Some Davis Scholars, like Korman, keep finding, and creating, reasons to come back to the island. “I have more of a community on MDI,” he told me, “than in my hometown.” Some of us love it so much, we find reasons to stay.
Sadie Cooley ’22 now works as an archive specialist at the Friend Memorial Library in Brooklin, on the Blue Hill Peninsula. “Sadie came to Maine from New México to attend College of the Atlantic,” the library’s website reads, “and has never left.” Devina Iyer ’16 came to COA from India, where she lived in an urban environment without much access to nature. “I’d never felt more safe than I have here,” she told me. After graduating, Devina moved to nearby Trenton with her partner, a fellow COA graduate, and opened both a dog training and a bookkeeping business— “something to do when it’s nice outside,” she told me, “and something to do when it’s not nice outside.” She has since tapered both down and now works in cyber security while pursuing a master’s in the same field. “I genuinely love it here,” she told me. “I think Maine is my place.”

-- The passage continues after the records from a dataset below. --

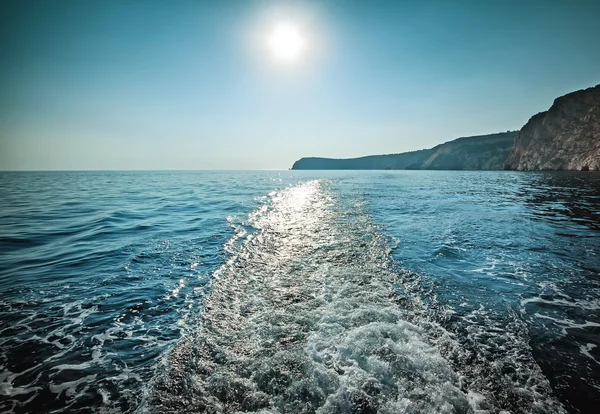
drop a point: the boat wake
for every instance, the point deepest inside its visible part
(311, 314)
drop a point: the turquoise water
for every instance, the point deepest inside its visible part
(299, 291)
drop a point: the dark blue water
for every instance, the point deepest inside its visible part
(328, 292)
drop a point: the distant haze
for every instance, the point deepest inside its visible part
(191, 85)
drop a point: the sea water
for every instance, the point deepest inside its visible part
(300, 291)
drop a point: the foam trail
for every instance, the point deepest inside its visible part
(306, 317)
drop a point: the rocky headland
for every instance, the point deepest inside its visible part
(566, 137)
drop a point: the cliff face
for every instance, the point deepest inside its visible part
(372, 162)
(566, 137)
(485, 152)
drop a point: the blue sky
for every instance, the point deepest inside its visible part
(190, 85)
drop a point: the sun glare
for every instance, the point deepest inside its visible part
(286, 42)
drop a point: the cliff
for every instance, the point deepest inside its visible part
(372, 162)
(483, 152)
(566, 137)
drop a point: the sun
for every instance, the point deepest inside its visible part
(286, 42)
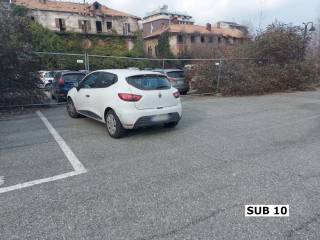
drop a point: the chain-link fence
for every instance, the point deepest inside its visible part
(204, 75)
(241, 76)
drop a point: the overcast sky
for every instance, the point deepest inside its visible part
(242, 11)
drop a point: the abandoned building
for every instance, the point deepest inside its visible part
(161, 17)
(184, 35)
(92, 18)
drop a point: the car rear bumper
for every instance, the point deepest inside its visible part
(148, 120)
(142, 118)
(182, 88)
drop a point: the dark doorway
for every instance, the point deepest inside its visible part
(99, 26)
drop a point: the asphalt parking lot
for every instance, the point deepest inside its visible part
(191, 182)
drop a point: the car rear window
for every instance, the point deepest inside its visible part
(73, 77)
(176, 74)
(149, 82)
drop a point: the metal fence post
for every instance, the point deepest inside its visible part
(219, 75)
(85, 61)
(88, 62)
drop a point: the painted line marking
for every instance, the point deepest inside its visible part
(74, 161)
(37, 182)
(76, 164)
(1, 180)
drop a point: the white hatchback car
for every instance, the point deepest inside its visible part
(126, 99)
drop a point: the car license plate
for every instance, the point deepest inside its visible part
(160, 118)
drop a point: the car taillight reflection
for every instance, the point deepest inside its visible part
(128, 97)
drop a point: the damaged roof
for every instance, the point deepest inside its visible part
(71, 7)
(194, 29)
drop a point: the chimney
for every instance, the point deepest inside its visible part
(209, 27)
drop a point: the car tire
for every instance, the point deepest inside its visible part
(171, 124)
(71, 109)
(113, 125)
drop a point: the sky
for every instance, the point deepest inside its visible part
(253, 12)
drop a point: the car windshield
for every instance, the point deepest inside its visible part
(73, 77)
(176, 74)
(149, 82)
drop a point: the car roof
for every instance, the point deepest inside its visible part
(72, 72)
(128, 72)
(172, 70)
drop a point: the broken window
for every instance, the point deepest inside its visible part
(61, 24)
(180, 39)
(109, 25)
(85, 25)
(150, 51)
(156, 50)
(129, 28)
(193, 38)
(99, 26)
(126, 28)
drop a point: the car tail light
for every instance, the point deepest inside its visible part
(128, 97)
(61, 81)
(176, 94)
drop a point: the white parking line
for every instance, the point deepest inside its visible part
(76, 164)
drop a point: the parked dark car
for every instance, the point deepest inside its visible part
(177, 78)
(64, 81)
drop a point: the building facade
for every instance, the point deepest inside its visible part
(157, 19)
(189, 38)
(80, 18)
(184, 35)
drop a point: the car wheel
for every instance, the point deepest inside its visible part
(171, 124)
(47, 87)
(71, 109)
(113, 124)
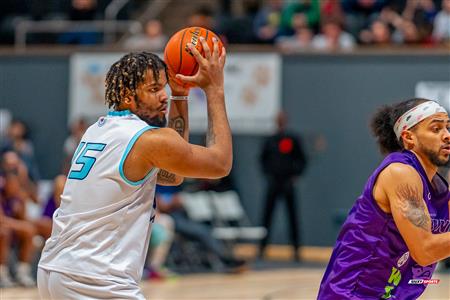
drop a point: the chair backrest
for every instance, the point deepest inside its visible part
(227, 206)
(197, 206)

It has become mine, too. Like Iyer and Bedard-Gautrais, I married a fellow COA graduate; like Korman and de Souza, I garden; like Cooley, I work at a local library. But most of the time, I do what I would have anywhere, which is write, only with views I would have found nowhere else.
While still at COA, I was sometimes asked how I ended up such a long way from home. This question came back to me when, in response to my closed opener, Would you have come to COA if it weren’t for the Davis Scholarship? Korman said, No way. The words struck me because the Davis Scholarship was, for so many of us, the way. I wouldn’t have ended up here without it. I wouldn’t have gotten to stay. I wouldn’t have gotten to say, as I now do in response to the question, that I am home.